Degree or no Degree: that is the question

 Is a university degree always a guarantee for career success?

A record number of people have been accepted onto university courses this year. Currently over 400,000 applications have been confirmed, an increase of 3% on this time last year. The rise comes as the cap on university places in England is lifted, allowing universities to recruit as many students as they want to take.

Britain is an odd country: after deciding to firmly prioritise “education, education, education” youngsters became convinced that a university degree offered the passport they needed for a secure future. However, the narrative has changed in recent years with apprenticeships now being considered a credible alternative to attaining a university degree. While some employers are now offering school leavers salaries matching those of graduates. In my honest opinion, I am well placed to try and make sense of it all, however confusing the situation may be. But if I am struggling what hope does an 18 year old have?

Of course, many influencers weighing in on the debate have their own agendas – hidden or otherwise – as well as their own prejudices. It is therefore invariably difficult to identify the best sources for advice, and I cannot claim to be wholly even handed.

The recruitment perspective on university choices

  • There is fierce global competition with a considerable pool of highly well-qualified people – products of nations that similarly attach significant value to educational attainment.
  • British employers value people who clearly demonstrate their talents and potential. A strong academic record provides a strong indication of intelligence, trained use of their intelligence, ambition, tenacity and drive. While university students can gain a host of new skills from their degree, these individual skills are often not the most important consideration.
  • From thirty years experience in recruitment, I believe graduates, in particular those students who opt to leave home for university, typically demonstrate greater confidence, and are more rounded in the workplace.

Many degrees are worth little, not merely in terms of their rate of return but also their lack of added value. With a vast number of places on degree courses available through UCAS Clearing – prospective university students should ask themselves why they should choose to commit considerable time and money to studying such courses. I apologise if that offends but it’s true.

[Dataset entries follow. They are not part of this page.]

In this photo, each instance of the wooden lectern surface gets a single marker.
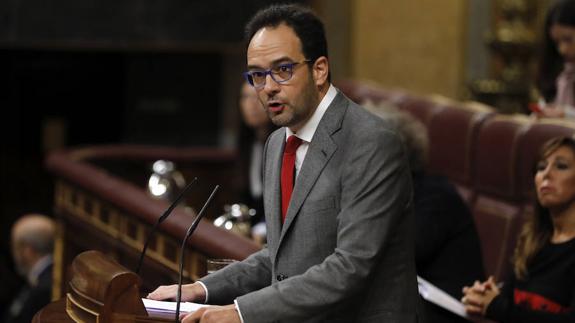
(56, 313)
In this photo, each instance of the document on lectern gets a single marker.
(163, 306)
(433, 294)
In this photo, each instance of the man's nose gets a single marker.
(271, 86)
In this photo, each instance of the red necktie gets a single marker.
(288, 172)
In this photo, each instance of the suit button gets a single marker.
(281, 277)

So here are my recommendations

  • Promising young students with a strong academic record should be encouraged to study at a reputable university. These candidates may also be drawn to highly competitive and well paid apprenticeship schemes – but I suggest that they resist this temptation.
  • Students with average grades should consider their options very carefully. Pursuing a university degree may be the best option if they are passionate about the subject they wish to study or if they believe they are yet to fulfil their academic potential. Uncertain students or those considering studying a vocational degree at university, for instance in Business Studies, would benefit from strongly considering an apprenticeship among their possible options.
  • It is becoming increasingly more common for school leavers with poor grades to pursue university education and to attain a poor degree. I recommend that these students instead try to get on the career ladder by seeking an apprenticeship or gaining a place on a training scheme. Though an exception to this rule may be that a student elects to study a highly regarded vocational degree in a field they are very interested in, and which has a strong track record for quality employment.